Third—and I'm getting close to finishing—with respect to enforcement, the provisions seem costly, and it's mostly unnecessary legal proceedings wherein the minister is authorized to apply to superior court for enforcement. Within their own accountability frameworks, first nations use different enforcement mechanisms, including the first nations law that my community has developed. These include calling community meetings, internal appeal processes or other alternative dispute mechanisms, as well as, in some cases, recall provisions for officials who breach a nation's law. Where outside courts are used, our nations may choose to use a superior court. In some cases, it is a provincial court or the Federal Court.
Fourth, with respect to the conflict of the laws, the bill correctly does not apply to first nations that are self-governing. However, it appears, perhaps unintentionally, that it does apply to first nations with financial administration laws made under the first nations fiscal management act. To have Bill C-27 apply will create issues if there is ever a conflict between a FAL and the bill. Politically, it also sends the wrong message to a first nation such as my own, which has developed a financial administration law, that it will still be regulated by Her Majesty. Nations that have enacted FALs or land codes need to be recognized and respected for the hard work they have done, which represents a level of community engagement resulting in political legitimacy of their institutions and their laws. It should be made clear what happens in the event of a conflict between the proposed legislation and any other federal legislation or laws of a first nation developed in respect of the sectoral governance initiative.
Finally, I want to remind the committee of work that was conducted by the AFN and the Government of Canada in 2005, the “Accountability for Results” initiative. This led to promising work that was halted in 2006. As part of this initiative, the AFN and Canada agreed to a number of common principles for furthering the accountability relationship.

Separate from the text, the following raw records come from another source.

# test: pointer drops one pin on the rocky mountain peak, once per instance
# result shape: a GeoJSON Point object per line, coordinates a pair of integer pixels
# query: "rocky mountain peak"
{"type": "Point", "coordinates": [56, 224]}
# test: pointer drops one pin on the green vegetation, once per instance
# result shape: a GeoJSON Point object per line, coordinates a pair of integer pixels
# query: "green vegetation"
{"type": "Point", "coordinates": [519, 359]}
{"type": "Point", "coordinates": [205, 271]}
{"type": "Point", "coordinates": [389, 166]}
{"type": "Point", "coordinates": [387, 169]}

These were: one, the primary accountability is to our citizens; two, for policies, programs, and services to first nations, the primary objective is to improve results for first nations citizens; three, accountability is a shared responsibility, a mutual responsibility; four, there is a shared vision of adopting and adapting the five principles for accountability of the Auditor General of Canada as part of a collaborative process to develop a new model accountability for results that support the aspirations of communities while assuring everyone has effective management of resources.

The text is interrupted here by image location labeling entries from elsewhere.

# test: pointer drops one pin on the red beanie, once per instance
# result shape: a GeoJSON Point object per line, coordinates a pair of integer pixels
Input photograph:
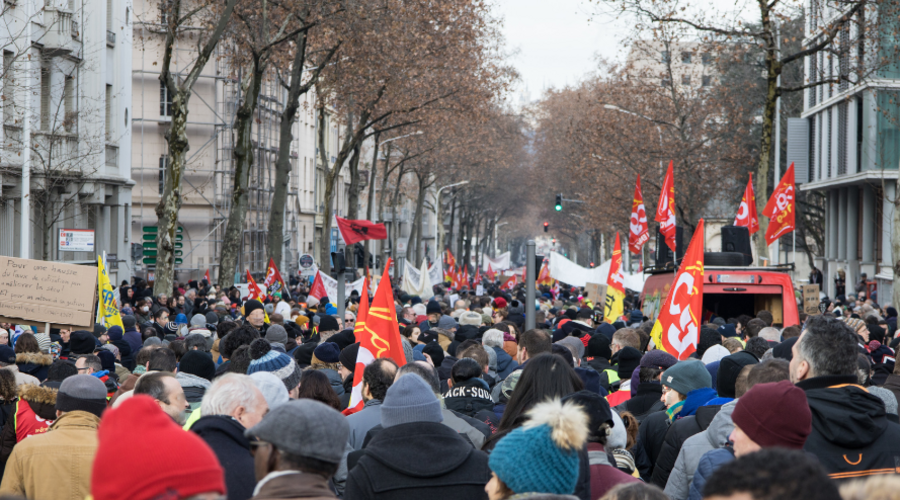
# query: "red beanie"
{"type": "Point", "coordinates": [140, 428]}
{"type": "Point", "coordinates": [774, 414]}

In light of the reviewed commitments for actions stemming from January's crown-first nations gathering, particularly the review of financial arrangements as part of pursuing a renewed relationship, there is an opportunity to revisit and move forward on these principles as we support our nations. The solutions that are working are being found by working together, by creating the space and tools for communities to rebuild and to move beyond the Indian Act, to decolonize, and to rebuild government.

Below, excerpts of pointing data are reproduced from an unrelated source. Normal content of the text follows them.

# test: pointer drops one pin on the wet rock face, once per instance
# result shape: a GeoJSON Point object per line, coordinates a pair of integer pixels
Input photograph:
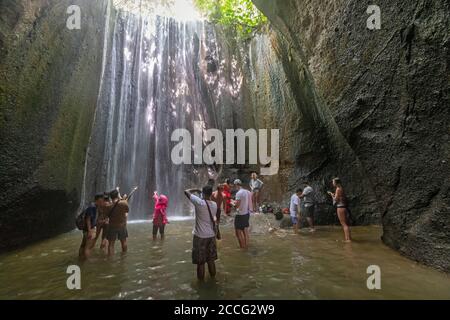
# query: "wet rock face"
{"type": "Point", "coordinates": [384, 96]}
{"type": "Point", "coordinates": [48, 89]}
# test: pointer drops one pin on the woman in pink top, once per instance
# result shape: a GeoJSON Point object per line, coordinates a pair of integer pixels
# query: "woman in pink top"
{"type": "Point", "coordinates": [159, 214]}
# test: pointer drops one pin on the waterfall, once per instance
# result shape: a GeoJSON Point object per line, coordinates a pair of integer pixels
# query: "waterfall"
{"type": "Point", "coordinates": [155, 80]}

I would urge you to pursue approaches that truly support first nations governments. One proposal, as directed by our chiefs, is to create an office of the first nations auditor general.
I would encourage you to continue to visit first nations communities directly to understand how their governments are struggling with and addressing the constraints under the Indian Act, and how those communities are moving beyond it and are accomplishing this by taking a classic community development approach. They are the ones who have the solutions, and I urge you to consider how you can support those mechanisms. Instead of further sandbagging or shoring up the archaic and inadequate framework that is the Indian Act system of governance, such an approach lets us build a bridge together and support first nations in the work towards self-determination and what I hope is our collective vision for Canada.
Gilakas'la.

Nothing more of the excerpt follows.